As a researcher, how did you start working with putting research findings to use?

“I have a theoretical and more mechanistic understanding of the transport and effects of pharmaceuticals in the body. Together with others, I can package that in pharmaceutical formulations that are tested in patients, which leads to more targeted disease treatment with improved outcomes and fewer side effects. That has been a strong driving force. My focus has been on pharmaceuticals that combat cancer, endocrine diseases and pain. I now also work with obesity and type 2 diabetes. It is an integrative, multidisciplinary partnership with pharmaceutical companies and different types of financiers.”

What are your best tips for success with collaborative and innovation projects?

“Success with business and research requires a good partnership. That may sound like a cliché, but just like in sports, it’s important to play for a good team and work with people who want to get ahead and improve. It’s not that you need ‘yes’ people, but rather, people who are prepared to work hard together.

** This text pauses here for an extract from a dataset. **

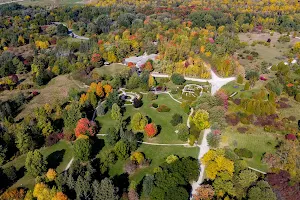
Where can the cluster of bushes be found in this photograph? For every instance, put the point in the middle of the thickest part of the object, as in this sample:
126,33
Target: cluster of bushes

There are no magic solutions; it’s all about hard work, good collaboration, competence and sharing a goal.”

What do you have underway right now?

“I’m working on two development projects. One is about improved treatment of liver cancer and the other is about pharmaceuticals to treat obesity and type II diabetes. Both projects are run in the Uppsala-Stockholm region, in collaborations with around ten people with various expertise.”



Hjärnäpplet, the Uppsala University Innovation Prize, is presented annually for outstanding transfer of knowledge from academia to a company or another external organisation and has resulted in innovation. The decision is taken by the vice-chancellor after assembling an award committee comprising internal and external representatives. The award is presented at the Inauguration of Professors in November.